Ohio GOP sticks voters with $3 million bill after refusing to fund postage for mail-in ballots
Voters in Ohio will likely have to pay their own postage after a Republican-run budget board blocked the state's plan to cover the costs of returning mail-in ballots.
The Ohio Controlling Board, which includes lawmakers from both chambers of the state legislature, voted 4-2 to reject Republican Secretary of State Frank LaRose's request to provide $3 million to cover the cost of postage for the expected surge of mail-in ballots this fall.
The move will bar LaRose from using his office's existing funding to pay for return postage.
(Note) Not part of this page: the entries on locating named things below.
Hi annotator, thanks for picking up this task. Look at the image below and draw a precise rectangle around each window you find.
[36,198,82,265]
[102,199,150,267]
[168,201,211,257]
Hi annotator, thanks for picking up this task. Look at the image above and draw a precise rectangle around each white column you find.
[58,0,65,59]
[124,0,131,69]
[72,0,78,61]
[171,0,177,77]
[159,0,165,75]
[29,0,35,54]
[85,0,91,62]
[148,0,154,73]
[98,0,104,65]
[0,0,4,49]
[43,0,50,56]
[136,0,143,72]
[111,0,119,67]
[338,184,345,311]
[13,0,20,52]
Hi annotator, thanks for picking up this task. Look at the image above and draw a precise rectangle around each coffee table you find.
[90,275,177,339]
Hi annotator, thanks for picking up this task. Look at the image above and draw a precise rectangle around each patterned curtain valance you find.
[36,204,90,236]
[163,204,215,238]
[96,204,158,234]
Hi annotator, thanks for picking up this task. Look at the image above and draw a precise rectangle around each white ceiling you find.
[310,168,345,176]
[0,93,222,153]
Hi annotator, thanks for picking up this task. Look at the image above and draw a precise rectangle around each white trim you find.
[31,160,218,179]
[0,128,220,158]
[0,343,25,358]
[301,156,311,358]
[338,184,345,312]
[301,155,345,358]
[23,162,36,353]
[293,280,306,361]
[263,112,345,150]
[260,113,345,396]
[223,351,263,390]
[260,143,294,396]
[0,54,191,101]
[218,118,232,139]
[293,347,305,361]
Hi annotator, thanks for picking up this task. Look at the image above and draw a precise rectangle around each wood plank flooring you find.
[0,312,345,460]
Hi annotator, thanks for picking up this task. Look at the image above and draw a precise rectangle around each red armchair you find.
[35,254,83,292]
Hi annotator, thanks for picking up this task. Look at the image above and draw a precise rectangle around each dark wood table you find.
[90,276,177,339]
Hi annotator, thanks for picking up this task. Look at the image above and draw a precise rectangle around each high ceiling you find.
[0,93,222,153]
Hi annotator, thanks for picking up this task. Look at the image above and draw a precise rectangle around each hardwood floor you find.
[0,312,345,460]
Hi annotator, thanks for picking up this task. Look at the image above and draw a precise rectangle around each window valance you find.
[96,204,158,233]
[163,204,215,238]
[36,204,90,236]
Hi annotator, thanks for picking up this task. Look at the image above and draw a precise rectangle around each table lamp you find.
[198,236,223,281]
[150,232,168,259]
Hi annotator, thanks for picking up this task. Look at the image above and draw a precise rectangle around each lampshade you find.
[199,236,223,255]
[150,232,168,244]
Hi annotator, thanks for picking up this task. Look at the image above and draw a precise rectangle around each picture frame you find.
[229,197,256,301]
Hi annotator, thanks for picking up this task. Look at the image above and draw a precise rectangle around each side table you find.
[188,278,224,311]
Republicans on the panel argued that it was not the board's call to make and questioned whether the secretary of state had the authority to fund the cost of postage in the first place, CNN reported.
"I'm highly reluctant to change the rules of any election — let alone a presidential election — at the 11th hour," state Rep. Scott Oeslager said.
The vote came as Republicans, led by President Donald Trump, push to limit mail voting this November over a baseless belief that it benefits Democrats. But even as Republicans angle for in-person voting, the controlling board's meeting was held entirely over Zoom. One of the members, state Sen. Bob Peterson, the No.2 Republican in the chamber, announced that he had tested positive for COVID-19 less than an hour before the vote, according to the Ohio Capital Journal.
LaRose lamented his party's decision as he urged voters to submit their ballots as early as possible.
"Ohio has a sound elections system, but today was another missed opportunity by the legislature to make a small change, without an impact on our state budget, that would yield a big improvement," he said in a statement.
LaRose said he was concerned that many people do not have stamps lying around.
"It doesn't benefit the Republicans. It doesn't benefit the Democrats," LaRose said, according to WEWS-TV. "What it does do is benefit voters as an added convenience, and it benefits our boards of elections by getting those ballots back in the mail very quickly."
Though Republicans on the controlling board argued that the funding was a matter for the legislature to take up, the Republican-led House voted in May to bar the secretary of state from paying for return postage in future elections. LaRose himself testified in favor of the bill. The bill would go into effect next year if approved by the Senate.
The state legislature previously voted to approve return postage during the April primaries. LaRose argued that the pandemic still threatened the health of voters — as it did in the spring — and there is not enough time for an alternative approach.
"With today's decision and because of the logistical deadlines of the USPS to obtain stamps and allow time for them to be applied to absentee ballots," he said. "This was the latest realistic opportunity for the legislature to act on this request. The United States Postal Service as well as a major contractor of our county boards of elections have communicated to our office that three weeks were necessary to ensure ballots sent on Oct. 6 would have postage applied."
LaRose has drawn both praise for acting quickly to expand mail-in voting in the state, as well as criticism for his decision to block counties from installing additional ballot drop boxes.
An Ohio judge on Tuesday called LaRose's decision "arbitrary" as he threatened to block the move, which the secretary vowed to appeal.
"The secretary cannot slip new words into the law," Franklin County Judge Richard Frye said. "Unless Ohio rearranges its government structure so that every county has roughly the same population and comparable geographic access to a drop box and places for voting, there will inevitably be serious inconvenience caused many voters by such an arbitrary rule."